Città Sant’Angelo – Geoter Gaeta 34-27 (p.t. 14-18)

Città Sant’Angelo: Giansante, Rigante 5, Collevecchio, Presutti 3, Menna 3, Manuel Gabriele 8, Remigio 2, D’Arcangelo 1, Marcello Gabriele 6, Zacchini 6, Milia, Di Marco, Colleluori, Pieragostino. All: Milan Milosevic


Geoter Gaeta: D’Ovidio, Amendolagine, Marciano, Horvath 4, Yant 9, Matarazzo 3, Recchiuti 2, Onelli 6, Panariello 3, Fiorenzano, Martino, Antetomaso, Ponticelli, Ferraiuolo. All: Salvatore Medina

Arbitri: Fato – Guarini

NOTE: prima dell’inizio dell’incontro, osservato un minuto di silenzio per la scomparsa di Salvatore Antetomaso, padre del presidente biancorosso e nonno di Andrea

Maledetto secondo tempo. Ancora una volta, dopo i primi 30’ quasi perfetti, la Geoter Gaeta è costretta ad arrendersi, pagando la mancanza di cambi (assenti Perrone e Percuoco), un’età media piuttosto elevata e la poca lucidità nei momenti di difficoltà.

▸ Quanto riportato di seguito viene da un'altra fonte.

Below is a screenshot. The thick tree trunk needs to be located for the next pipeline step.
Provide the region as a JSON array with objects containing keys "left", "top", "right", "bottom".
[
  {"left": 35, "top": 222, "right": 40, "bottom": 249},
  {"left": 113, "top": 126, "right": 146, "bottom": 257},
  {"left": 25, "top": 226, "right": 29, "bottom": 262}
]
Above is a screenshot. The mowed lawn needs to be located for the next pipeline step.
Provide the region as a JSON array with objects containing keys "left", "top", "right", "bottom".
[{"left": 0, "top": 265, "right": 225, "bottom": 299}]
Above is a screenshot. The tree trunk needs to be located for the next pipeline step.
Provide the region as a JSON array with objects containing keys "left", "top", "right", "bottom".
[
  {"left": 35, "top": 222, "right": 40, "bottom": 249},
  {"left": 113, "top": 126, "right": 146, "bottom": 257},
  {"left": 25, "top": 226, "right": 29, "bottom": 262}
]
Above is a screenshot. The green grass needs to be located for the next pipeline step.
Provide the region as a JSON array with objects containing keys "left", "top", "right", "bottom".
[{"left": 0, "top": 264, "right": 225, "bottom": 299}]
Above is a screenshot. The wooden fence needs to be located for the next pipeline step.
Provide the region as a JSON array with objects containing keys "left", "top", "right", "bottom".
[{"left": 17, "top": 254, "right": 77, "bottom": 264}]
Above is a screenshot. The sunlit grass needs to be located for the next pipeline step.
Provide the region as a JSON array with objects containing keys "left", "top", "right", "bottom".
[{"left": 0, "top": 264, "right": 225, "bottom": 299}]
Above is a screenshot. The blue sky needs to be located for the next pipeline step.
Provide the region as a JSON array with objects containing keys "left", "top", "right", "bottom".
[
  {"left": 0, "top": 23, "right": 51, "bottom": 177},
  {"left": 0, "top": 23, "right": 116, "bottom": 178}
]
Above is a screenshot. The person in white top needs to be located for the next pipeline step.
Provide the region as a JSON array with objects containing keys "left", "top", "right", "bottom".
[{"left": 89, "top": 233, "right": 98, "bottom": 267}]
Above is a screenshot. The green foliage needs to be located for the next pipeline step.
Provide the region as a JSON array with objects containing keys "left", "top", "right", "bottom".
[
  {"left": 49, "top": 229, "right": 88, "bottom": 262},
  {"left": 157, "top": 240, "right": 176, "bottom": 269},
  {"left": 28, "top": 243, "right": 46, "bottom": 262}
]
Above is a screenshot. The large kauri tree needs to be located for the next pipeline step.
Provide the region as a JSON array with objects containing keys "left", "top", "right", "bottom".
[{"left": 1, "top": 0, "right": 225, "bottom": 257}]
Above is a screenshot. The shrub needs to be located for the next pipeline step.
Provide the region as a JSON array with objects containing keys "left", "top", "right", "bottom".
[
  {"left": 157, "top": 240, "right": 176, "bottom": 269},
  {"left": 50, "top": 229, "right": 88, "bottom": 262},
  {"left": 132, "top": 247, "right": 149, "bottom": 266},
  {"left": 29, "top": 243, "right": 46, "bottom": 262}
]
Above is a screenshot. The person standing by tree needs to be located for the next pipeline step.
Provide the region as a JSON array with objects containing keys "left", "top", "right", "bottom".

Così com’era accaduto contro il Fondi, anche a Città Sant’Angelo i biancorossi sfoderano un’ottima prova, lottando un avvincente testa a testa al cospetto di una squadra più giovane e competitiva fino al 15’, quando il tabellone segna il 9-9, soprattutto grazie alla saracinesca Amendolagine, autore di parate decisive. Da questo momento in poi, i gaetani spingono il piede sull’acceleratore, viaggiando su alti ritmi di gioco, e grazie alle reti di capitan Matarazzo, Onelli, Yant ed Horvath (per un parziale di 9-5), si ritorna negli spogliatoi in vantaggio sul 14-18. Al ritorno in campo, la Geoter cambia volto. Il calo è vistoso, si assiste ad un vero e proprio black out al quale non si riesce a reagire, ed i padroni di casa ne approfittano per ipotecare prima la parità con Zacchini, 23-23 al 12’, ed il sorpasso subito dopo grazie a Rigante, 24-23. Un sorpasso che si rivelerà definitivo. Gli angolani, infatti, non mollano la presa, e con il prezioso apporto di capitan Marcello Gabriele chiudono la pratica sul 34-27. Il parziale registrato nella ripresa parla da sé: 20-9.

“Abbiamo sfoderato un’ottima prestazione nel primo tempo, – commenta Francesco Amendolagine – poi un tremendo calo generale. Credo che la motivazione sia da cercare dal punto di vista fisico nella mancanza di cambi e nell’elevata età media che non ci dà la possibilità di competere alla pari con squadre più giovani e fresche, e da quello mentale dall’incapacità di riprenderci nei momenti di difficoltà e ripartire. Su quest’ultimo aspetto dobbiamo assolutamente lavorare e migliorare”. La prossima settimana la Geoter osserverà la giornata di riposo prevista a causa del ritiro dell’Albatro Siracusa; si tornerà in campo sabato 26, nella trasferta di Palermo.